Julian Bream has described Muir Woods in terms that could well apply to all three pieces: ‘The music has an undeniable valedictory quality. It is highly distilled and the texture characteristically refined. It is also music of extraordinary stillness, music that dissolves gently into silence.’
In 1932 Andrés Segovia travelled by car with Manuel de Falla from Spain to the International Festival of Music in Venice. At the Festival, Segovia was introduced to Mario Castelnuovo-Tedesco, the eminent Italian composer from Florence, who became fascinated by the guitar and decided to explore its musical possibilities. Between 1932 and his death in 1968, Castelnuovo-Tedesco wrote over a hundred works for the instrument, including sets of variations, concertos, duos, chamber music with guitar, impressionistic pieces of various kinds, and, among his finest solo compositions, Sonata in D major, Op. 77 ‘Omaggio a Boccherini’, written at Segovia’s request in 1934 for ‘a Sonata in four movements’.
Castelnuovo-Tedesco commented: ‘The Sonata is in four movements, but it is mainly in the first movement, Allegro con spirito, and in the Minuetto, that one can find the graciousness which was so characteristic of Boccherini. The Andantino, quasi canzone, on the other hand, refers to Boccherini’s ‘romantic’ mood, while the finale, Presto furioso, highlights the bravura elements always present in his music.’
It was a great shock to the guitar world when Roland Dyens died in October 2016 a few days before his 61st birthday. Dyens, born in Tunisia of French nationality in 1955, was a leading guitarist/composer, and a distinguished teacher at the Conservatoire National Supérieur de Musique in Paris. His concerts throughout the world frequently included arrangements for guitar of jazz standards as well as an extensive repertoire of original works. His transcription of Bluesette is a masterwork of its kind, making the piece fully idiomatic for the guitar and at the same time capturing the intense rhythmic momentum of the original.

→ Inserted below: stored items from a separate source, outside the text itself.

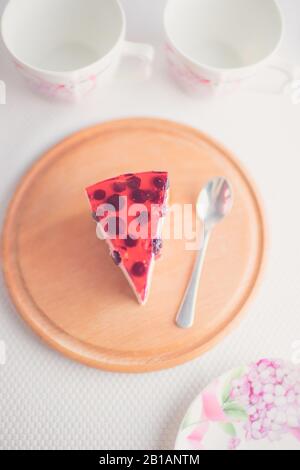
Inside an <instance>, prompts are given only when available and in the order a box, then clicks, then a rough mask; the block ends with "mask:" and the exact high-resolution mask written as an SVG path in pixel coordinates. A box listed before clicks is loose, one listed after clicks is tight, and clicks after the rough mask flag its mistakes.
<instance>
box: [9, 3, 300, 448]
mask: <svg viewBox="0 0 300 470" xmlns="http://www.w3.org/2000/svg"><path fill="white" fill-rule="evenodd" d="M5 3H6V1H4V0H0V11H2V10H3V7H4V5H5ZM123 4H124V6H125V8H126V11H127V15H128V37H129V38H130V39H132V40H140V41H149V42H151V43H153V44H155V45H157V47H158V58H157V61H156V65H155V72H154V77H153V79H152V80H151V81H150V82H149V83H143V82H142V81H141V80H139V78H138V74H139V69H138V67H137V65H136V64H130V74H129V75H130V76H131V80H128V78H126V79H125V80H122V78H121V77H120V78H118V79H117V80H116V81H115V82H114V83H112V84H111V85H110V86H109V88H108V89H107V90H106V92H105V93H103V92H101V91H99V92H96V93H95V94H93V95H91V96H90V97H89V98H88V99H87V100H86V101H85V102H83V103H81V104H79V105H78V106H77V107H75V108H74V107H72V106H69V105H66V104H57V103H51V102H48V101H46V100H44V99H43V98H40V97H39V96H36V95H34V94H32V93H31V92H30V91H29V90H28V89H27V86H26V85H25V84H24V83H23V81H22V79H21V78H19V77H18V75H17V74H16V73H15V69H14V66H13V65H12V64H11V62H10V61H9V60H8V57H7V55H6V53H5V52H4V49H3V47H2V46H0V80H4V81H5V82H6V84H7V104H6V105H0V181H1V185H0V217H1V223H2V221H3V217H4V213H5V209H6V207H7V204H8V202H9V199H10V197H11V196H12V194H13V190H14V188H15V186H16V184H17V182H18V179H19V177H20V176H21V174H22V173H23V172H24V170H25V169H27V168H28V166H29V165H30V164H31V163H32V162H33V161H34V160H35V159H37V158H38V157H39V155H40V154H41V153H42V152H43V151H45V150H46V149H48V148H49V147H50V146H51V145H53V144H55V143H56V142H58V141H59V140H60V139H62V138H63V137H65V136H67V135H68V134H70V133H72V132H73V131H76V130H78V129H80V128H82V127H85V126H88V125H90V124H94V123H97V122H102V121H106V120H109V119H111V118H119V117H128V116H157V117H163V118H171V119H173V120H177V121H180V122H183V123H188V124H191V125H193V126H195V127H197V128H199V129H202V130H204V131H206V132H208V133H209V134H211V135H212V136H214V137H216V138H217V139H218V140H220V141H221V142H223V143H224V144H225V145H226V146H227V147H228V148H229V149H231V150H232V151H234V152H235V153H236V155H237V156H238V157H239V158H240V160H241V161H242V162H243V163H244V164H245V165H246V167H247V168H248V169H249V171H250V173H252V175H253V176H254V179H255V180H256V182H257V184H258V186H259V188H260V191H261V194H262V196H263V199H264V202H265V207H266V212H267V216H268V221H269V232H270V240H269V260H268V265H267V270H266V272H265V278H264V281H263V283H262V286H261V288H260V290H259V293H258V295H257V296H256V298H255V300H254V302H253V303H252V304H251V306H250V308H249V309H248V314H247V316H246V318H245V319H244V320H243V321H242V323H241V324H240V326H239V327H238V328H237V329H236V330H235V331H234V332H233V333H232V334H231V335H229V336H228V337H227V338H226V339H225V340H224V341H222V342H221V343H220V344H219V345H218V346H217V347H215V348H214V349H213V350H212V351H210V352H209V353H207V354H206V355H205V356H203V357H201V358H199V359H196V360H194V361H193V362H190V363H188V364H186V365H183V366H180V367H177V368H175V369H173V370H167V371H162V372H158V373H151V374H146V375H122V374H112V373H105V372H101V371H99V370H93V369H89V368H87V367H84V366H82V365H80V364H77V363H75V362H72V361H70V360H68V359H66V358H65V357H63V356H61V355H60V354H58V353H57V352H55V351H53V350H51V349H50V348H48V347H47V346H46V345H45V344H43V343H42V342H41V341H40V340H39V339H38V338H37V337H36V336H35V335H34V334H33V333H32V332H31V330H30V329H29V328H28V327H27V326H26V325H25V324H24V323H23V321H22V320H21V319H20V318H19V317H18V315H17V314H16V311H15V309H14V307H13V306H12V304H11V301H10V299H9V297H8V295H7V292H6V289H5V287H4V285H3V281H2V279H1V283H0V314H1V317H0V318H1V320H0V340H1V341H4V342H5V344H6V349H7V360H6V364H5V365H1V366H0V448H4V449H47V448H49V449H75V448H79V449H102V450H103V449H166V448H168V449H170V448H172V446H173V444H174V439H175V435H176V430H177V427H178V425H179V423H180V420H181V417H182V415H183V414H184V412H185V409H186V408H187V406H188V405H189V403H190V401H191V400H192V399H193V398H194V396H195V395H196V394H197V393H198V392H199V391H200V390H201V389H202V388H203V387H204V386H206V385H207V384H208V382H209V381H211V379H213V378H214V377H216V376H218V375H219V374H221V373H222V372H224V371H226V370H227V369H230V368H232V367H234V366H236V365H239V364H240V363H247V362H250V361H252V360H254V359H256V358H259V357H262V356H267V357H279V356H281V357H286V358H291V357H292V353H293V344H294V343H295V342H296V341H299V340H300V295H299V279H300V275H299V269H300V250H299V244H300V223H299V217H300V216H299V214H298V210H297V206H296V204H297V202H298V201H299V200H300V184H299V173H300V104H298V105H295V104H292V102H291V100H290V99H289V98H288V97H286V96H274V95H271V94H267V95H265V94H261V93H253V92H238V93H237V94H235V95H233V96H232V97H230V98H227V99H222V100H218V101H214V102H201V101H200V102H199V101H198V102H197V101H194V100H192V99H191V98H189V97H187V96H185V95H184V94H183V93H182V92H181V91H180V90H179V89H177V87H176V86H175V85H174V84H173V83H172V81H170V79H169V76H168V74H167V72H166V67H165V61H164V57H163V51H162V47H161V44H162V39H163V30H162V11H163V7H164V4H165V1H164V0H151V1H149V0H123ZM280 4H281V6H282V9H283V12H284V14H285V17H286V21H287V30H286V36H285V40H284V43H283V45H282V48H281V55H282V57H283V58H286V59H289V60H293V61H296V62H299V63H300V29H299V17H300V1H299V0H281V1H280ZM136 68H137V70H136ZM127 69H128V66H127V67H126V77H128V73H127V72H128V70H127ZM121 70H122V69H121Z"/></svg>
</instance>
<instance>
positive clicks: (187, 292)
mask: <svg viewBox="0 0 300 470" xmlns="http://www.w3.org/2000/svg"><path fill="white" fill-rule="evenodd" d="M209 238H210V231H208V230H205V229H204V238H203V243H202V247H201V248H200V250H199V252H198V255H197V259H196V263H195V267H194V271H193V274H192V277H191V280H190V283H189V285H188V288H187V290H186V292H185V295H184V298H183V302H182V304H181V307H180V309H179V312H178V315H177V318H176V324H177V326H179V328H191V327H192V326H193V324H194V319H195V310H196V303H197V294H198V287H199V281H200V277H201V273H202V268H203V264H204V259H205V255H206V251H207V247H208V242H209Z"/></svg>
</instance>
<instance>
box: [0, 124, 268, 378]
mask: <svg viewBox="0 0 300 470" xmlns="http://www.w3.org/2000/svg"><path fill="white" fill-rule="evenodd" d="M152 169H153V170H154V169H155V170H167V171H169V173H170V181H171V202H172V203H181V204H182V203H195V200H196V197H197V194H198V192H199V190H200V189H201V187H202V186H203V185H204V184H205V182H206V181H207V180H209V179H210V178H211V177H213V176H216V175H224V176H226V177H227V178H228V179H229V180H230V181H231V183H232V186H233V190H234V194H235V204H234V208H233V211H232V213H231V214H230V216H229V217H228V218H227V219H226V220H224V222H223V223H222V224H221V225H220V226H218V227H217V229H216V230H215V231H214V233H213V235H212V239H211V242H210V247H209V251H208V255H207V258H206V263H205V267H204V272H203V277H202V282H201V286H200V292H199V301H198V306H197V309H198V314H197V319H196V323H195V327H194V328H192V329H190V330H181V329H178V328H177V327H176V325H175V318H176V313H177V310H178V308H179V305H180V302H181V299H182V296H183V294H184V291H185V288H186V285H187V282H188V279H189V276H190V274H191V271H192V266H193V262H194V259H195V251H187V250H186V249H185V242H186V241H185V240H175V239H171V240H166V241H165V245H164V251H163V258H162V259H161V260H160V261H158V262H157V263H156V268H155V272H154V279H153V284H152V289H151V293H150V298H149V301H148V303H147V305H146V306H144V307H141V306H139V305H138V304H137V302H136V300H135V298H134V296H133V294H132V292H131V289H130V287H129V286H128V285H127V281H126V279H125V278H124V277H123V275H122V273H121V272H120V271H119V269H117V268H116V267H115V266H114V264H113V263H112V261H111V259H110V257H109V254H108V250H107V246H106V244H105V243H104V242H101V241H99V240H97V239H96V235H95V223H94V221H93V220H92V219H91V216H90V212H89V206H88V202H87V199H86V196H85V193H84V188H85V187H87V186H89V185H91V184H93V183H95V182H97V181H98V180H101V179H105V178H108V177H111V176H115V175H118V174H121V173H128V172H139V171H147V170H152ZM265 244H266V234H265V223H264V217H263V212H262V209H261V205H260V202H259V199H258V197H257V194H256V191H255V189H254V187H253V184H252V183H251V182H250V181H249V178H248V177H247V175H246V173H245V172H244V170H243V169H242V168H241V166H240V165H239V163H238V162H237V161H236V160H235V159H234V158H233V157H232V156H231V154H230V153H229V152H228V151H227V150H225V149H224V148H223V147H222V146H220V145H219V144H217V143H216V142H214V141H213V140H212V139H210V138H208V137H207V136H205V135H204V134H202V133H200V132H198V131H196V130H194V129H192V128H189V127H186V126H183V125H179V124H176V123H173V122H169V121H162V120H156V119H127V120H121V121H113V122H109V123H106V124H101V125H98V126H96V127H93V128H89V129H86V130H83V131H81V132H79V133H77V134H75V135H73V136H71V137H70V138H68V139H66V140H64V141H63V142H62V143H60V144H59V145H57V146H56V147H54V148H53V149H51V150H50V151H49V152H48V153H46V155H44V156H43V157H42V158H41V159H40V160H39V161H38V162H37V163H36V164H35V165H34V166H33V167H32V168H31V170H30V171H29V172H28V173H27V174H26V176H25V177H24V179H23V180H22V181H21V183H20V185H19V187H18V189H17V191H16V192H15V195H14V197H13V200H12V203H11V205H10V208H9V210H8V214H7V219H6V223H5V227H4V233H3V266H4V273H5V278H6V282H7V286H8V288H9V291H10V293H11V296H12V299H13V301H14V303H15V305H16V307H17V309H18V311H19V312H20V314H21V315H22V317H23V318H24V319H25V321H26V322H27V323H28V324H29V325H30V326H31V327H32V329H33V330H34V331H35V332H36V333H37V334H38V335H39V336H40V337H41V338H43V339H44V340H45V341H46V342H47V343H48V344H50V345H51V346H52V347H54V348H55V349H57V350H59V351H60V352H62V353H64V354H66V355H67V356H69V357H71V358H73V359H75V360H78V361H81V362H83V363H85V364H87V365H90V366H95V367H99V368H103V369H106V370H112V371H123V372H146V371H152V370H158V369H163V368H167V367H172V366H175V365H177V364H180V363H183V362H184V361H187V360H189V359H192V358H194V357H196V356H198V355H200V354H202V353H203V352H205V351H207V350H208V349H209V348H211V347H212V346H213V345H214V344H215V343H216V342H217V341H220V339H221V338H222V337H223V336H224V335H225V334H226V333H227V332H228V331H229V329H230V328H231V327H232V326H233V324H234V323H235V322H236V320H237V319H238V318H239V317H240V315H241V312H242V311H243V310H244V307H245V305H246V304H247V302H248V300H249V298H250V297H251V296H252V294H253V292H254V288H255V286H256V285H257V282H258V279H259V277H260V274H261V271H262V265H263V260H264V254H265Z"/></svg>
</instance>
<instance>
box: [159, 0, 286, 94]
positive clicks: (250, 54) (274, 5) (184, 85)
mask: <svg viewBox="0 0 300 470" xmlns="http://www.w3.org/2000/svg"><path fill="white" fill-rule="evenodd" d="M164 26H165V33H166V38H167V45H166V47H167V56H168V62H169V65H170V68H171V71H172V74H173V76H174V77H175V79H176V80H177V81H178V82H179V83H180V84H181V85H182V86H183V87H184V88H185V89H186V90H187V91H190V92H199V94H200V95H201V96H203V95H204V96H210V95H220V94H224V93H225V94H226V93H228V92H232V91H234V90H236V89H238V88H239V87H240V86H241V85H244V84H245V83H247V79H248V78H250V77H252V76H253V75H255V74H256V73H257V71H258V70H259V68H260V67H262V66H266V65H267V66H270V67H272V68H276V69H279V70H280V71H281V72H282V73H283V74H284V76H285V81H284V85H286V83H287V82H288V83H289V82H290V80H291V79H293V78H294V74H295V67H293V66H292V65H291V64H286V63H284V61H282V60H280V59H279V58H278V57H277V56H276V53H277V51H278V48H279V46H280V43H281V40H282V36H283V18H282V15H281V12H280V10H279V7H278V5H277V3H276V1H275V0H169V1H168V3H167V6H166V9H165V15H164ZM280 88H282V87H280Z"/></svg>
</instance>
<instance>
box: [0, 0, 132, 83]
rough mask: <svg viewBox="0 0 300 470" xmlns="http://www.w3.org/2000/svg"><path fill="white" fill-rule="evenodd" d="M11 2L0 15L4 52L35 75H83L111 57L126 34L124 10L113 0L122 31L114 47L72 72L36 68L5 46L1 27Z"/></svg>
mask: <svg viewBox="0 0 300 470" xmlns="http://www.w3.org/2000/svg"><path fill="white" fill-rule="evenodd" d="M12 1H13V0H9V2H8V3H7V5H6V6H5V8H4V11H3V13H2V16H1V20H0V37H1V39H2V42H3V44H4V46H5V47H6V50H7V51H8V52H9V54H10V55H11V56H12V57H13V58H14V59H15V60H16V61H17V62H18V63H19V64H20V65H23V66H24V67H26V68H28V69H30V70H33V71H34V72H37V73H41V74H44V75H52V76H53V77H62V76H63V75H66V74H68V75H72V74H77V73H84V72H86V71H88V70H89V69H90V68H92V67H94V66H96V65H98V64H100V63H101V62H102V61H103V60H105V59H107V58H108V57H109V56H110V55H112V54H113V53H114V51H115V50H116V49H117V48H118V47H119V45H120V43H121V42H122V41H123V40H124V38H125V33H126V24H127V22H126V15H125V11H124V8H123V6H122V4H121V2H120V0H115V2H116V4H117V5H118V7H119V10H120V13H121V17H122V29H121V31H120V34H119V38H118V40H117V41H116V43H115V44H114V46H113V47H112V48H111V49H110V50H109V51H108V52H107V53H106V54H105V55H104V56H102V57H100V58H99V59H98V60H96V61H94V62H91V63H90V64H88V65H85V66H84V67H80V68H78V69H74V70H62V71H57V70H48V69H43V68H40V67H36V66H34V65H32V64H30V63H28V62H25V61H24V60H22V59H20V58H19V57H18V56H17V55H16V54H15V53H13V52H12V50H11V49H10V47H9V46H8V44H7V41H6V39H5V36H4V31H3V25H4V21H5V16H6V13H7V10H8V7H9V5H10V4H11V2H12Z"/></svg>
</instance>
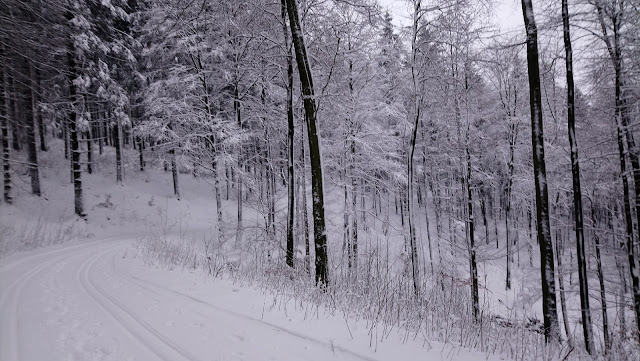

Jean-Baptiste Frédéric Isidor, Baron Thielemans (1922– 2016), (known professionally as Toots Thielemans), was a Belgian jazz musician, renowned for his virtuosic harmonica and guitar playing and brilliant whistling, as well as his many compositions. He emigrated to the US in 1951 and became an American citizen in 1957. In the early 1960s he recorded his composition, Bluesette, which immediately attracted immense popularity among jazz improvisers. Throughout his career he appeared with the top jazz artists of his era such as Benny Goodman, George Shearing, Bill Evans, Oscar Peterson, Dizzy Gillespie and Quincy Jones among others. His music was featured in various films including Midnight Cowboy (1969) and Looking for Mr Goodbar (1977). He also composed the theme song for the longrunning television series, Sesame Street. In 2009 he was awarded the title of Jazz Master by The National Endowment for the Arts, acknowledged as the highest honour for an American jazz musician.